Billed as ‘piano music from the Arab world’, Tuesday evening’s concert included pieces by composers from Algeria (Salim Dada), Syria (Dia Succari, Amer Ali), Lebanon (Zad Moultaka), Israel (Paul Ben-Haim), Egypt (Mohammed Fairouz), Morocco (Nabil Benabdeljalil), and, as an encore piece, Turkey (Fazıl Say), many of them training at conservatoires in Western Europe. The surprise here was not so much the fusion of ‘Eastern’ and ‘Western’ musical forms, but the fusion of eras. With the exception of Succari and Ben-Haim all of the composers were born in the latter half of the 20th century, and yet the ‘Western’ influences on the music were largely from 80 years or more earlier, and one could hear echoes of Chopin, Liszt, Fauré and the French Impressionists in many of the works presented. The pieces were also full of Middle Eastern musical tropes. Interpreting Arabic maqamat (modes) on a pianoforte is a challenging task, as the quarter-tones inherent in the music – easily singable, or playable on a stringed instrument – are impossible on a piano that is tuned in fixed semitones, but the use of pentatonic patterns, and the classic intervals at the top of the harmonic minor scale were all present, along with unusual rhythmic patterns based on 7 and 10 beats. Some of the pieces also involved imitation of stringed instruments (such as the Turkish saz) by Benabdallah using string piano techniques – pressing on the piano strings with a hand while playing them to produce a more muted and ‘bent note’ sound.

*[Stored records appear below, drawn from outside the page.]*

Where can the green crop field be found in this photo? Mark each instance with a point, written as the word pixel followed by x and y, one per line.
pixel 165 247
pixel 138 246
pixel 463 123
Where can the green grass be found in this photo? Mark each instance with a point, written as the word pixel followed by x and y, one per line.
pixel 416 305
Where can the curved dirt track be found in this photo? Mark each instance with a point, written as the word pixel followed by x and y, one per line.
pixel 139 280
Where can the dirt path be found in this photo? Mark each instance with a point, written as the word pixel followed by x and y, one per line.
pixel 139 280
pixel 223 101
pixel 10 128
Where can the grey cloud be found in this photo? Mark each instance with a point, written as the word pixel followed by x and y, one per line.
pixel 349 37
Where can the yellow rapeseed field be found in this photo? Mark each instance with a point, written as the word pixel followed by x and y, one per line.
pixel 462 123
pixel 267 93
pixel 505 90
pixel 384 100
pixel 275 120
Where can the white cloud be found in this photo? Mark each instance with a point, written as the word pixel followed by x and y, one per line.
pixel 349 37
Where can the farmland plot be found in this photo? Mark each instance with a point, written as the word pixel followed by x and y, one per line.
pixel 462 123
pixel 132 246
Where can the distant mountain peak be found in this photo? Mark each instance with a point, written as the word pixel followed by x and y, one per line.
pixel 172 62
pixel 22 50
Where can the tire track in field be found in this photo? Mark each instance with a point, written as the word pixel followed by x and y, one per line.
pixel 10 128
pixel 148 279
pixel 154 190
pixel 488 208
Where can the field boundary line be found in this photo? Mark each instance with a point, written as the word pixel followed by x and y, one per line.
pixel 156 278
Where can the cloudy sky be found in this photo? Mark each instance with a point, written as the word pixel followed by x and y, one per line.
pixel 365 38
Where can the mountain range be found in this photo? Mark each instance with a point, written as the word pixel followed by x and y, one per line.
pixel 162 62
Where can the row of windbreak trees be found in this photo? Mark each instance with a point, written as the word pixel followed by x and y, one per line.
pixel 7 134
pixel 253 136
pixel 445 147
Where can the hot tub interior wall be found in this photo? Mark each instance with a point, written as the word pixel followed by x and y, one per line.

The pieces were, within these overall frames of reference, full of variety and delight. The empty unison beginning of Dada’s Aurore de Djurdjura was atmospheric and contrasted well with the busier, more rhythmic Danse Zaydan from the same suite. A fluid grace was inherent in Succari’s Samah and Danse de Leila, that put one in mind of Debussy. Amer Ali is a self-taught composer in his 30s, and his 2012 work Tableau, while containing hints of Ravel, is nonetheless a tour de force of pyrotechnic piano writing, and proved, in terms of a demonstration of Benabdallah’s virtuosity at the instrument, to be the shape of things to come, as he subsequently tackled the rapid-fire Lisztian fistfuls of notes of Ben-Haim’s Toccata and Benabdeljalil’s Raqsa with equally ferocious concentration, energy and accuracy.
“…his Moroccan/Hungarian heritage made him the ideal champion for these crossover works”
Perhaps the most fascinating of the pieces were three movements from Zad Moultaka’s 2002 work Zàrani, based on Andalusian muwashshahs; here was a soundworld of percussive ‘growls’ from the bottom end of the keyboard, finger-stopped notes, relentless ostinati, busy rhythmic figures, notes decorated with runs, fearsome contrapuntal deluges and full use of the whole span of the piano.
It wasn’t all fireworks, though, and tender moments were beautifully outlined in the diaphanous Pastorale from Ben-Haim’s Op. 34 and the 1992 Nocturne by Benabdeljalil.
The final piece of the programme was Saint-Saëns’ Op. 89 Africa, a work inspired by the composer’s visit to Egypt originally for piano and orchestra, but arranged by Benabdallah for solo piano. To be honest, apart from its incorporation of pentatonic material, there are few obvious 19th century ‘Arabic’ flourishes in the work, and listeners of the period might not have been transported to the Cairo of their imaginations, but it’s a colourful, moody piece full of industrious counterpoint, and the astonishing workout provided by Benabdallah’s transcription (which pulled in much of the orchestration as well as the original solo piano part) once again demonstrated the excellence of his keyboard technique.
“Who are these bold people?” Benabdallah quipped in reference to the audience who had taken a chance on this eclectic music. The answer was clear at the close of the concert: people who had enjoyed a new, thought-provoking, delightful, and, above all, brilliantly played programme.